Your memory is spot on btw, I was not at a single ODOT-sponsored meeting regarding the St John’s Bridge renovation. I suppose that remark was designed to imply that since I was not in the trenches on that one I should not comment on the performance of the BTA, an organization I have supported and volunteered with in years past. I bet the SF folks would have laid siege to the bridge if they had gotten the shaft like that. Painting the organization as the victim of ODOT chicanery does not convince me that all the cards were played, that the BTA did not in essence fold when the chips were down. A forceful/relevant organization would have put out the hue and cry and made it very very messy and public for ODOT to disregard reason.
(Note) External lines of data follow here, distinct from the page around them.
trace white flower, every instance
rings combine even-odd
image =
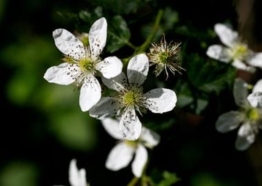
[[[141,132],[136,111],[141,113],[146,108],[154,113],[163,113],[176,105],[177,95],[173,90],[157,88],[143,93],[141,85],[148,75],[148,66],[145,54],[137,55],[129,61],[128,79],[123,73],[110,79],[102,78],[103,83],[117,93],[114,96],[102,97],[89,112],[99,119],[116,116],[123,136],[128,140],[137,139]]]
[[[216,130],[223,133],[240,126],[235,143],[238,150],[247,149],[262,128],[262,80],[256,83],[249,95],[248,87],[243,80],[236,79],[234,97],[240,110],[223,114],[216,123]]]
[[[112,171],[118,171],[125,167],[133,159],[132,172],[136,177],[141,177],[144,166],[148,161],[148,152],[145,147],[152,148],[160,141],[160,136],[145,127],[137,141],[126,141],[121,135],[119,123],[110,118],[102,120],[103,126],[113,138],[120,140],[110,151],[105,161],[105,167]]]
[[[241,41],[236,32],[228,25],[216,23],[214,31],[225,47],[213,45],[208,48],[207,55],[225,63],[232,63],[237,69],[254,72],[254,67],[262,68],[262,52],[254,52]]]
[[[72,159],[69,165],[69,183],[71,186],[89,186],[86,182],[85,170],[77,169],[75,159]]]
[[[99,72],[105,78],[117,76],[122,71],[122,62],[116,56],[102,60],[99,54],[107,37],[105,18],[97,20],[88,34],[86,46],[65,29],[53,32],[55,45],[65,55],[66,63],[48,69],[43,77],[50,83],[81,86],[79,105],[82,111],[89,110],[101,98],[101,87],[95,76]]]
And the Belmont tragedy . . . Who would not argue your right as a human being to write a thousand press releases, surely not me. So many of us will never be able to pass by those two blocks without sadness, Peacock Lane will certainly never be the same for me. Nevertheless, establishing credentials as a caring person is a red herring. This argument is akin to “support the war or you are not a patriot”. Sorry, but as one of the people who was fairly involved in the day leading up to that demonstration I can say that while I would have been shocked not to see BTA faces in attendance, I was troubled to see the BTA meeting up with local news media for their pre-arranged media moments. My perception, lets call it that, was that rather than call your own press conference and have little coverage, you capitalized on the protest as a vehicle to get into the spotlight and be heard. No doubt this was done for noble reasons, none of them having to do with decorum. If you had all just attended, they would have interviewed someone else, perhaps someone who was actually responsible for getting us all down there. On the news, it looked like the BTA had mobilized Portland’s cyclists and they had taken to the streets. That simply is not what happened, nor is it really even in the BTA’s playbook anymore (see St John’s comments above). It does matter how people perceive what you are doing, no matter how good the intentions.
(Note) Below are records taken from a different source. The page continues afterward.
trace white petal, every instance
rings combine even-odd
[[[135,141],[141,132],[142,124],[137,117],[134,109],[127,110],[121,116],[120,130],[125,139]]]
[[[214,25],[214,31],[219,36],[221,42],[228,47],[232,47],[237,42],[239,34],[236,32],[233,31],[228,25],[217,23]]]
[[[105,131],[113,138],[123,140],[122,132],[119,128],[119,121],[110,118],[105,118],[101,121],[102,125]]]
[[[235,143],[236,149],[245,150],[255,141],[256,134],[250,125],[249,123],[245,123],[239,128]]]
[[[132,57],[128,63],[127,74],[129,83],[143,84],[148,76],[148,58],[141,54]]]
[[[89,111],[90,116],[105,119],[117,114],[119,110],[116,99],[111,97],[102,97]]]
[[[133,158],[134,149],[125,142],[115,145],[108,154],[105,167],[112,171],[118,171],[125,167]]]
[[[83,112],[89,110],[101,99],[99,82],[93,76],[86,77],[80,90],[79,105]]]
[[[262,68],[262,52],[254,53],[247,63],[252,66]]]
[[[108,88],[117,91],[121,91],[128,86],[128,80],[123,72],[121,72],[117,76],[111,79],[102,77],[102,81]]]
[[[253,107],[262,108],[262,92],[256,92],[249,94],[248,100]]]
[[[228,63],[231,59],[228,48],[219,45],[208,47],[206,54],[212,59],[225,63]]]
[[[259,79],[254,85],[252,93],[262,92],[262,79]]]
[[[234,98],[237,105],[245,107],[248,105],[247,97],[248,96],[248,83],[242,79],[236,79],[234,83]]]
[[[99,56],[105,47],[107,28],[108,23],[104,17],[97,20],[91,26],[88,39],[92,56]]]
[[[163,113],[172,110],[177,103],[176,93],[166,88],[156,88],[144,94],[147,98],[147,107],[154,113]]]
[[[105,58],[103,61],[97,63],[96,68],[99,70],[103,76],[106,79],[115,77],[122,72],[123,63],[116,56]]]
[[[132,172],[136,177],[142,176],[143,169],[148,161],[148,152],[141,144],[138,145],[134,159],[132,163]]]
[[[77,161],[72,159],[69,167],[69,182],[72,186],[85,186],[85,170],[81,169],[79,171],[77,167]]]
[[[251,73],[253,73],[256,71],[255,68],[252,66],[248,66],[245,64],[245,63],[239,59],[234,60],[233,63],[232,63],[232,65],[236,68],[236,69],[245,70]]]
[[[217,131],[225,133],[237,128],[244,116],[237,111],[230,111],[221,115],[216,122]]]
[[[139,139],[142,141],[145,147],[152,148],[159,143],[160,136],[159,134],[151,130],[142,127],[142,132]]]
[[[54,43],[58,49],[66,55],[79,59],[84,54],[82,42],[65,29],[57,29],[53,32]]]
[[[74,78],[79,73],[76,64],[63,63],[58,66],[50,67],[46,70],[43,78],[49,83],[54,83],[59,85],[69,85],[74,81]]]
If I have it all wrong and the BTA is more relevant and innovative, has more dynamic leadership and is more connected with the community than it ever has been in the past, I apologize. I just don’t see it.
Ethan –
We could debate for a long time about specific events and actions and never see eye-to-eye on the value of the BTA’s focus.
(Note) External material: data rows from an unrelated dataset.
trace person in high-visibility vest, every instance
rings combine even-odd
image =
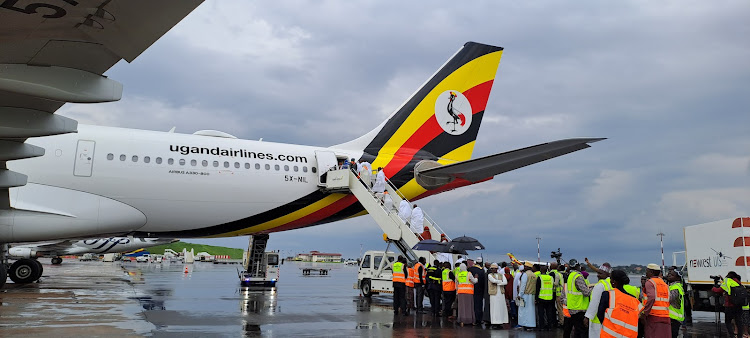
[[[643,309],[643,304],[625,292],[623,286],[630,281],[625,271],[612,271],[610,281],[612,290],[602,293],[596,315],[602,323],[600,336],[636,338],[638,337],[638,315]]]
[[[661,267],[651,263],[646,267],[643,317],[646,338],[672,336],[669,320],[669,286],[661,279]]]
[[[727,277],[721,280],[721,286],[711,289],[719,295],[727,294],[727,297],[724,297],[724,324],[727,326],[728,332],[734,332],[734,325],[737,325],[737,337],[742,337],[745,331],[742,325],[742,309],[732,304],[729,296],[732,294],[732,288],[742,286],[741,280],[740,275],[734,271],[729,271]],[[734,325],[732,325],[733,321]]]
[[[669,319],[672,322],[672,338],[680,334],[680,326],[685,320],[685,290],[682,289],[682,281],[677,271],[667,274],[669,282]]]
[[[539,266],[539,280],[536,283],[537,328],[549,330],[554,327],[555,319],[555,277],[547,272],[547,266]]]
[[[409,262],[406,271],[409,273],[409,277],[406,277],[406,308],[411,311],[414,308],[414,263]]]
[[[586,263],[589,264],[591,270],[596,272],[596,276],[599,278],[599,281],[596,282],[594,288],[591,290],[589,307],[586,309],[585,314],[586,320],[589,321],[589,338],[599,338],[599,333],[602,331],[602,323],[597,319],[596,311],[599,310],[602,293],[612,290],[612,284],[609,279],[612,266],[605,262],[597,268],[589,263],[588,258],[586,258]]]
[[[474,284],[477,278],[466,271],[466,264],[461,263],[456,276],[456,296],[458,298],[458,322],[461,326],[465,324],[474,325]]]
[[[398,260],[393,262],[393,313],[399,314],[399,310],[404,316],[409,315],[409,309],[406,308],[406,258],[398,256]]]
[[[589,297],[591,296],[592,289],[588,281],[581,274],[580,268],[580,265],[576,265],[570,270],[570,275],[568,275],[566,283],[566,301],[568,312],[570,313],[569,323],[572,328],[575,328],[575,338],[587,336],[588,329],[584,323],[584,318],[585,312],[589,307]]]
[[[443,317],[453,315],[453,301],[456,299],[456,276],[451,270],[451,263],[443,262]]]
Truth is, I think some parts of the points you make are valid, even if the manner in which they’re presented distracts from that. But I also think that to expect two different organizations, with different histories, in different cities that have different cultures to take the same approach to their work isn’t realistic.
Isn’t it possible that diverse groups of advocates could work – in relative harmony with other groups – on different aspects of the great amount of work that needs to be done in order to make Portland the kind of bike city it should be?
The question is still open – how to progress toward making that kind of positive, multi-faceted change happen? Holding grudges and fostering discord between members of the bike community doesn’t, in my mind, contribute toward that goal.
I learned, a while ago, that you must be very very careful with your language in portland unless you want your valid points to be confused as pointless rants in portland.
stay away from personal argument. don’t use inflammatory language – and, god forbid, don’t imply that you think women are blondes….
good luck to all those people trying to actually DO something! ride on, the wellington critical mass is dope!